Unfortunately, I also packed a monstrous pathogen, and after a mere 90 minutes of bus-ride (in the middle of a decidedly un-inspiring winterbound Connecticut landscape), my ears, nose, eyes, throat, and stomach erupted in a series of time-lapse geysers that left me trembling, weeping, sitting on the front step of the bus, begging the driver to let me off.
So my oh-so-neat English major’s idea of re-reading Winter’s Tale as I approached New York didn’t happen (looking back, I think the travel-gods were almost certainly punishing me specifically for being so insufferably artsy-fartsy), and, being of 100% Irish descent, I a) thoroughly destroyed that copy of the book and b) will never bring another copy on a trip of any kind ever again, even at Mark Helprin’s specific behest. If innocent inanimate objects can’t be blamed for the misfortunes that befall us, say generations of Donoghues from Donegal, then what good are they?
Still, upon reflection (and after fifteen hours of sweated-through fever dreaming in which my fat basset hound did all the hippo’s dance routines from “Fantasia”), I see no reason to taint the book itself, nor to call for any of my loyal (and silent … sigh …) readers to shun it. “I have been to another world, and come back,” Winter’s Tale’s motto urges us, “Listen to me.” Readers have, and readers should. Not only is there wonder aplenty in this book, but there’s also a great deal of pitch-perfect humor (indeed, Helprin is so good at evoking the wonder that I think his humor is underestimated), as in the following little epiphany by the questionably sane Reverend Mootfowl, which ends with the perfect zinger:
“A bridge … is a very special thing. Haven’t you seen how delicate they are in relation to their size? They soar like birds; they extend and embody our finest efforts; and they utilize the curve of heaven. When a catenary of steel is hung over a river, believe me, God knows. Being a churchman, I would go so far as to say that that catenary, this marvelous graceful thing, this joy of physics, this perfect balance between rebellion and obedience, is God’s own signature on earth. I think it pleases Him to see them raised. I think that is why the city is so rich in events. The whole island, you see, is becoming a cathedral.”

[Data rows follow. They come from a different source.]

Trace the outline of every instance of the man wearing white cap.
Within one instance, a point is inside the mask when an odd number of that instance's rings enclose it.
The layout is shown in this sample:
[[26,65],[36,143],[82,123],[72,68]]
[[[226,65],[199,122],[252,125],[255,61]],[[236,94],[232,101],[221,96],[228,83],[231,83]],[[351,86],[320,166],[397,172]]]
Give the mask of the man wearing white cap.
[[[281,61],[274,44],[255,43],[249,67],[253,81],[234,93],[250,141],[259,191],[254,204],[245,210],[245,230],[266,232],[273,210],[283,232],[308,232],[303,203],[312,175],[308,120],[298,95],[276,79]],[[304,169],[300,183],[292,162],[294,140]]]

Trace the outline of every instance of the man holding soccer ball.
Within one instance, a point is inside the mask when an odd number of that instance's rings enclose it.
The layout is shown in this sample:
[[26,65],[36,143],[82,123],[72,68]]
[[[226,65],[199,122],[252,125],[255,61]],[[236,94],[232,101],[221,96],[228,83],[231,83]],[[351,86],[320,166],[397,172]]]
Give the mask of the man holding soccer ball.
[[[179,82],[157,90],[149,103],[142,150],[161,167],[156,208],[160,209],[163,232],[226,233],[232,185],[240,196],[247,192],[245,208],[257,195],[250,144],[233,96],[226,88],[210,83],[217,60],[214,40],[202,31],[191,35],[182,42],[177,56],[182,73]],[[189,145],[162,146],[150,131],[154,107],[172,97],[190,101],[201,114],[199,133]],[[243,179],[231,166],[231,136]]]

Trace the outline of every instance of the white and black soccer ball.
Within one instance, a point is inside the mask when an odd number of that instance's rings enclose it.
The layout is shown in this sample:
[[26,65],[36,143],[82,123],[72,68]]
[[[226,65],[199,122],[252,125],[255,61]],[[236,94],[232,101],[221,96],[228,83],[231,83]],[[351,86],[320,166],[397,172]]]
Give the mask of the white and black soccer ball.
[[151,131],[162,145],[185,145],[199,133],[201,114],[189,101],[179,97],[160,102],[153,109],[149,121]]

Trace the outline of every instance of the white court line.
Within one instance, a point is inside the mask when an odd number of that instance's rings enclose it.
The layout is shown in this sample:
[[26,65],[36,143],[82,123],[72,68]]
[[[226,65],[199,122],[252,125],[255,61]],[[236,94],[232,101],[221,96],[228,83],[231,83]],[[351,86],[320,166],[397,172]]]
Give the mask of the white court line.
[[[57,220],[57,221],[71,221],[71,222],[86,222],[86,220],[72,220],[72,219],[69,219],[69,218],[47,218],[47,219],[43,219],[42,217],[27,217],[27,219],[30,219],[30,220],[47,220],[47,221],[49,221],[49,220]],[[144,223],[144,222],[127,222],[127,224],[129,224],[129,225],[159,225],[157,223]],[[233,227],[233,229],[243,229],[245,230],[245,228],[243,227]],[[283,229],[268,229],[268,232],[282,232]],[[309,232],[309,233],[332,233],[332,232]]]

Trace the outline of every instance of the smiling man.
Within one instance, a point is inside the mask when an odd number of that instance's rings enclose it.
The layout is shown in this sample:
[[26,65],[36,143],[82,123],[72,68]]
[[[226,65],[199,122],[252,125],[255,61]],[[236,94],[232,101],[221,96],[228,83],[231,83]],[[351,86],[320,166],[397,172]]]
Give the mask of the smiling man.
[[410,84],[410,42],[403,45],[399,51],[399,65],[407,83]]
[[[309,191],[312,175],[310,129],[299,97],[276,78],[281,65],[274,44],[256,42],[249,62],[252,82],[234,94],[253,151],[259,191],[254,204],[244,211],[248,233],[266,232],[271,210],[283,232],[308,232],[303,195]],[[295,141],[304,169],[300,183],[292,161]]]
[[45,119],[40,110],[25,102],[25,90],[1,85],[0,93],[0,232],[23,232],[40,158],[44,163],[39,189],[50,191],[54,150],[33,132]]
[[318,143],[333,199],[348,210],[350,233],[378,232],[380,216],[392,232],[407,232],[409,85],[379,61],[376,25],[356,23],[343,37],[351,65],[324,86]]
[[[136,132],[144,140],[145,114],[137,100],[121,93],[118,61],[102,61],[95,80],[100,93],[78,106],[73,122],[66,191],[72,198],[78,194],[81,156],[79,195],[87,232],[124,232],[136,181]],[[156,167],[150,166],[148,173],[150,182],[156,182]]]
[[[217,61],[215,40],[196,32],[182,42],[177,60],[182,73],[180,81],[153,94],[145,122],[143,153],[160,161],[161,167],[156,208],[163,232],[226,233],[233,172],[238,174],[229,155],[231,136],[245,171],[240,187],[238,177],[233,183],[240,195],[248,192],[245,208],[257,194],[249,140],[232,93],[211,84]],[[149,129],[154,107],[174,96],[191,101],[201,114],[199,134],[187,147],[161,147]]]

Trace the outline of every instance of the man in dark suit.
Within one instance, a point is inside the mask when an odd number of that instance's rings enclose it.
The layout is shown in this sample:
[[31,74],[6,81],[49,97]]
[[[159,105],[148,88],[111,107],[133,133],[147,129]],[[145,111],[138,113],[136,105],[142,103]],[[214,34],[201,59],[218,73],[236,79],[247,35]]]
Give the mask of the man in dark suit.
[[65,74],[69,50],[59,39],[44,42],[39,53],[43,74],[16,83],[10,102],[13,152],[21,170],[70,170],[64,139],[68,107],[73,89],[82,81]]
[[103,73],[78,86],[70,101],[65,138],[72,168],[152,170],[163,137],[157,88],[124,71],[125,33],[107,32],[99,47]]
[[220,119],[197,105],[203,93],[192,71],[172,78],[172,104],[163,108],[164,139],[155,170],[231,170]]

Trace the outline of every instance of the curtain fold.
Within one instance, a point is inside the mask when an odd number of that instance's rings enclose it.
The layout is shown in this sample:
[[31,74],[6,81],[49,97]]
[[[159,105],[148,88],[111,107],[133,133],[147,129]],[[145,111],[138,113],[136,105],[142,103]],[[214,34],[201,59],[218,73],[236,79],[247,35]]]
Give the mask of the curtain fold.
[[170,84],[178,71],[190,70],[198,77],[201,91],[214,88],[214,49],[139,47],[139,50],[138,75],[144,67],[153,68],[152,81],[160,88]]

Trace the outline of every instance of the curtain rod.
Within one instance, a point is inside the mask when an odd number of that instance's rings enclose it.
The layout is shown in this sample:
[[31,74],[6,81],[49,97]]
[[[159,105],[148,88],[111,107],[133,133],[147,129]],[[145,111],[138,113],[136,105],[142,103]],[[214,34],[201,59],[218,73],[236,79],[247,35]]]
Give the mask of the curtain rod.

“Does that leave out the Bronx?” someone asked.
“Yes,” Mootfowl replied.
Joyful little hoots pop up all through this book, and they fit so well with the solemnities that you can only stand in sheer awe of the work it must have required to write this book. In fact, Helprin could almost be writing about Winter’s Tale itself when he has a transformed and visionary Peter Lake proclaim:
“You see, it works. The balances are exact. The world is a perfect place, so perfect that even if there is nothing afterward, all this will have been enough.”
As we all know, ‘afterwards’ has included some less-than-stellar work and some gems (one of which, Freddy and Fredericka, I reviewed way, way back in 2006!) … but nothing shines quite as brightly as Winter’s Tale. If you’re one of the few who hasn’t read this book, hurry out today and do so. But mind the pathogens.